The key thing is to see the strengths and weaknesses of the animal model. Why are scientists choosing animal models rather than cells or in silico studies? They are using them because the complexity of some physiological responses is such that there is no in vitro cell system that can mimic them.
Of course, the in vitro solutions are improving and we can now do things in vitro that we were not able to do 10 years ago but people are still using animal models because of the complexity of the human physiology.
However, the drawbacks of using the animals is that the model is always far from human. So, you get the complexity of the mammals but you lose a very important parameter which is species specificity.
If you are targeting a receptor in a human but you test the compound in a mouse, the receptor protein itself will be different. It might not be a big or significant difference, but on the other hand, it may be a very significant difference. The genetically modified animal models will help research to move forward by narrowing this gap, this species difference.
We want to make the models as human as possible. We need to make sure that the protein of interest is the human protein and that in the mouse it is expressed on the same cells as it would be in a human.
Using the genetically modified animal to reduce the difference between the human and the mouse will hopefully allow for better adjusting, more predictable, more reliable data and better answers in terms of thinking about what will happen during human drug testing later on in the process.
What are your plans for the future?
We want to carry on investing in the platform so that we become the main point of reference as a provider of high value models.
We want to build new types of models and new technologies that help us to make more sophisticated and complex models for mimicking clinical situations in humans even more closely.
We want to provide pharma companies and biotech companies with the best models so they can focus their research, move forwards quickly and reduce drug development deadlines so that people can benefit as soon as possible.
Where can readers find more information?
http://www.genoway.com/
About Alexandre Fraichard
Alexandre is a French national.
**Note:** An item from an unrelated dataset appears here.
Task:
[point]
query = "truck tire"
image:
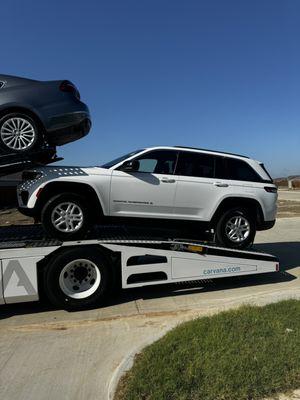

He earned his Ph.D. at the Ecole Normale Supérieure de Lyon in Molecular and Cellular Biology in 1997. He then worked for five years at the ENS where he produced the first animal model of hypothyroidism, and co-founded the Transgenetic Center.
In 1998 Alexandre began an MBA at the HEC business school (Paris, France) and he co-founded genOway in 1999. He is the CEO of the company.
Other major achievements include the first cloned rat (published in 2003), the genOway IPO in 2007, and multimillion dollar deals with pharmaceutical companies as off 2009, plus strategic alliances in 2012 and 2013.